Things had not been going well for Britain that year. Rommel had landed in Africa and chased Auchinleck back to Gazala, then sent him packing again in May on a long retreat to the Nile Delta. Now the battle lines were no more than 60 miles west of Alexandria, and Tobruk sat in stubborn isolation for a time, invested by Italian troops well behind that battlefront, the sole remnant of the favorable positions the British 8th Army once commanded in North Africa. It had finally fallen on the 21st of June, leaving nothing for the British to do in their desert war but lick their wounds near El Alamein and ferry fighters to Malta’s embattled garrison. The tide of Axis victory threatened to sweep their entire position away, and Malta was now the last, solitary rock in the stream.

If there was anyone who could sketch out the dire nature of the situation, it was Churchill, and he had done so, convincing his Admirals that the defense of Malta was of utmost importance. “We may lose our ships at sea in this struggle,” he argued “but Malta is an unsinkable aircraft carrier, sitting right astride the supply convoy lanes the enemy needs to use to reinforce Rommel.” From Malta the RAF could send out far ranging patrols to spy out the enemy supply ships and vector in their strike aircraft. After their disaster at Crete, the German Army was not likely to attempt another parachute assault on the tiny island, and the Italian Navy had not demonstrated either the resolve or the ability to cover an invasion by sea.
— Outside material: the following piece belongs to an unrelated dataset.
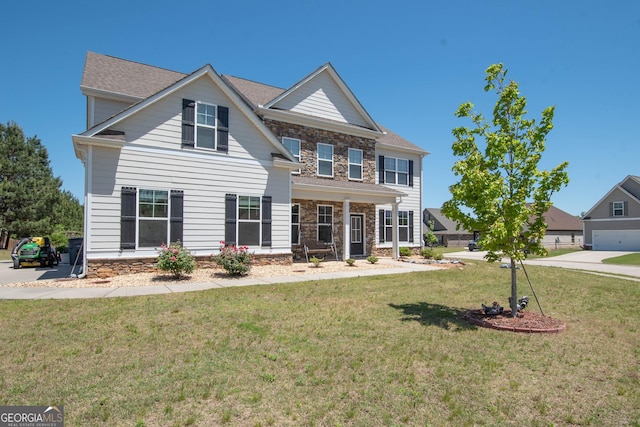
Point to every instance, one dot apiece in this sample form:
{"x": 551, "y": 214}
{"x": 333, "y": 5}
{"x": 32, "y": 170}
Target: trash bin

So Malta had become an echo of the fabled Battle of Britain, bombed day by day from airfields on Sicily and Sardinia, and defended by flights of Spitfires ferried in by Royal Navy carriers. The Germans could swarm the whole of North Africa, Churchill argued, but the British needed to hold only three places to ensure eventual victory: Gibraltar at one end, the Suez Canal at the other, and Malta in the middle of that cauldron of fire and steel. The island was a rock in the enemy’s soup, and as long as it could be held Rommel’s supply lines could never be fully secured.
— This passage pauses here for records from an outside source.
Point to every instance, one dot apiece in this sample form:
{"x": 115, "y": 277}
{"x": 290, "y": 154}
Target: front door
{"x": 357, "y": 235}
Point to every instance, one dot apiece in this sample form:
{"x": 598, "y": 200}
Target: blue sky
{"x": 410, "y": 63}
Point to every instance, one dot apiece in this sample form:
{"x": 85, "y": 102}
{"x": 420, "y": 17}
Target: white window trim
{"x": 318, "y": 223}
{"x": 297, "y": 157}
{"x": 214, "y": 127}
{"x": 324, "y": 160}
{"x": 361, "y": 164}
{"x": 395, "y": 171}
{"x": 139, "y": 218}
So it was that the “Operation,” as it came to be called in the discussion, was deemed so vital that the Royal Navy would be asked to send fully half of its available escort fleet to secure it. Churchill’s eloquent arguments, shouted from the pedestal of his commanding position as Prime Minister, could not be dismissed, and so there would be another convoy—another “Winston Special” to be designated WS-21S. Its mission was the delivery of vital food and oil to Malta, and it was to be given the most powerful escort of any convoy in the war to date.
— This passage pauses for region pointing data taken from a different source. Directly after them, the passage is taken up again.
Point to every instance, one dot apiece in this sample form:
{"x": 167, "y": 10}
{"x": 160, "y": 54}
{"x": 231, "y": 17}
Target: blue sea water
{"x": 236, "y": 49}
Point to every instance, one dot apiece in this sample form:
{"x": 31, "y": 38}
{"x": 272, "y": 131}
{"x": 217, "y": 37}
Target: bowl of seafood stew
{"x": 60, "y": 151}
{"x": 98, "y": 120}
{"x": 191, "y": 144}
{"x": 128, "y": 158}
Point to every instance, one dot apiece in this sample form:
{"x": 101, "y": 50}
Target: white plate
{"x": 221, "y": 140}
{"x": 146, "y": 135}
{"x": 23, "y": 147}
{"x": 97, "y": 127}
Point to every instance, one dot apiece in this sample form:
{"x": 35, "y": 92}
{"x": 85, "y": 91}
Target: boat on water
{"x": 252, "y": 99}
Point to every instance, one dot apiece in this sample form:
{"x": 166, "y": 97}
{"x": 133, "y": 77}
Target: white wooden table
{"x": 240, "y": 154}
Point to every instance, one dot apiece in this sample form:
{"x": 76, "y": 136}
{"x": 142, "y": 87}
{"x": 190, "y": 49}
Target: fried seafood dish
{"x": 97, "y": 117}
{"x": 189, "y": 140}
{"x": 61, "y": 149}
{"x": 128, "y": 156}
No less than five aircraft carriers would support various aspects of the operation, to muster as much seaborne air power as possible. The two grand old battleships of the interwar period, Nelson and Rodney, would both be assigned at the heart of the main escort. Identical in design, and representing the whole of their class, there were no others like them, with the biggest guns in the Royal Navy at 16 inches. Ponderous and slow at a top speed of just 21 to 23 knots on a good day, they were nonetheless well armored and perfect in this role of escorting slower merchant ship traffic. Both had served well in guarding the Atlantic convoys from German surface raiders, and one, HMS Rodney, had been instrumental in the hunt for the Bismarck a little over a year earlier.